Wenn es tatsächlich indische Tamilhirten (gemeint dürften eher Protodrawiden sein) im Bereich des nördlichen Niltals gegeben haben sollte, dann braucht es eine geographische Landverbindung. Die Viehhirten sindja nicht geflogen oder von Ausseririschen "gebeamt" worden. Und die kann (nur?) über das "Zweistromland", also die Heimat der Sumerer geführt haben.

Nun wissen wir, dass die Protodrawiden auch im Bereich des Indus sowie nördlich davon im Iran beheimatet waren, von den indo-europäischen Einwanderern aber letztlich verdrängt worden sind. "Genetische und archäologische Hinweise weisen auf eine mögliche Migration dravidischer Stämme von Vorderasien aus nach Indien während des 6. Jahrtausends v.
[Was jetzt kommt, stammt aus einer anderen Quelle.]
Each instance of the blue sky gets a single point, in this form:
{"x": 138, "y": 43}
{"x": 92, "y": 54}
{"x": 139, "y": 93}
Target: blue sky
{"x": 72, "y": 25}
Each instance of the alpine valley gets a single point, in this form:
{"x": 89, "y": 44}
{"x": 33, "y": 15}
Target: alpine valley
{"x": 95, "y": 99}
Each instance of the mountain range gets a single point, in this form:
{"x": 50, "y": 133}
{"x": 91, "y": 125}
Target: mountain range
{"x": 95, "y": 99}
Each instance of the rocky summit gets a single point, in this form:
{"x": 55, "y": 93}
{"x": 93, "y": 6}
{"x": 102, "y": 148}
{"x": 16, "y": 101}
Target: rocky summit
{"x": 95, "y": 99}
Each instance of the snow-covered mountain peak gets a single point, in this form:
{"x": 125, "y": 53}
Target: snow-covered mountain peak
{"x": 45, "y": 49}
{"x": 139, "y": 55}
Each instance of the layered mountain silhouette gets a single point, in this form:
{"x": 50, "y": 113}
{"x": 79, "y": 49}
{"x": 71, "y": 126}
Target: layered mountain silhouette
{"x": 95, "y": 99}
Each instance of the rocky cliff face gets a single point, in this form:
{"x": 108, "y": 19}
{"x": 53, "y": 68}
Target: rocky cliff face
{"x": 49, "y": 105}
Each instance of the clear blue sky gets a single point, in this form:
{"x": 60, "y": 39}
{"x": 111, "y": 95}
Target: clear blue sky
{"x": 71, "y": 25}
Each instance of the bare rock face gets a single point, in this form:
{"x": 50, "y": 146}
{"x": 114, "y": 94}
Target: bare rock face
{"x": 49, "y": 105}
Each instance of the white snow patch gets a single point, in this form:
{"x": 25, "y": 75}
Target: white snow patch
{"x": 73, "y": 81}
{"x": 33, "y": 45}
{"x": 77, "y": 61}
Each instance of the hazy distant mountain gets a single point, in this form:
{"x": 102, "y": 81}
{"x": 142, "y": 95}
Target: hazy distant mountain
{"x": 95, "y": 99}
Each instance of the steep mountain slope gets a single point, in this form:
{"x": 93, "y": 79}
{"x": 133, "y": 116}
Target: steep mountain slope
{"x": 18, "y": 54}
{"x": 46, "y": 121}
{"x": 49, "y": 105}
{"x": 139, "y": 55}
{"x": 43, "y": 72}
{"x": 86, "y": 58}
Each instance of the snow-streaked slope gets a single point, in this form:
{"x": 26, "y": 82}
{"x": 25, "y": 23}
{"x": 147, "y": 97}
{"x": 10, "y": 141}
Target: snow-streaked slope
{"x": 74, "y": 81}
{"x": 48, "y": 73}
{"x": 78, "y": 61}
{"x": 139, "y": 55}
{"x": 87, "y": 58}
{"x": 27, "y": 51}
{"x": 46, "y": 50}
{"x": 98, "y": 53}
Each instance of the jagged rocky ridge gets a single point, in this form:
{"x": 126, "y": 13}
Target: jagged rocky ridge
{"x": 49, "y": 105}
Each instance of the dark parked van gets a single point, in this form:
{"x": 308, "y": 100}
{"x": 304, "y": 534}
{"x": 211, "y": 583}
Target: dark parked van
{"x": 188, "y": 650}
Chr. hin." (Zitat mit w.N.) Das jetzige Verbreitungsgebiet in Südindien und auf Sri Lanka (Ceylon) ist lediglich ein Reliktgebiet.

Konkret gibt es u.a. folgende Überlegungen:
Drawiden und Induskultur (Harappe) - noch strittig
Drawiden und Südwestiran (Elam) - inzwischen wohl belegt - siehe Wayback Machine (archive.org) und Krebernik_Elamisch_2005.pdf (uni-heidelberg.de)

Und die Elamiten waren die unmittelbaren westlichen Nachbarn zu den Sumerern.
Elam (Altertum) – Wikipedia

Es wäre also im Vergleich sinnvoll, auch drawidische sowie elamitische Zahlenbezeichnungen heranzuziehen.

Sumerisch: disch - min - esch - limu - ja - asch - immin - ussu - illimu - uh
Protodrawisch: *onṯu - *iraṇṭu - *mūnṯu - *nālnk(k)V - *caymtu - *cāṯu - *ēẓ/*eẓV - *eṇṭṭu - *toḷ/*toṇ - *pahtu

Kann jemand die Elamischen Zahlen zum Vergleich hinzufügen?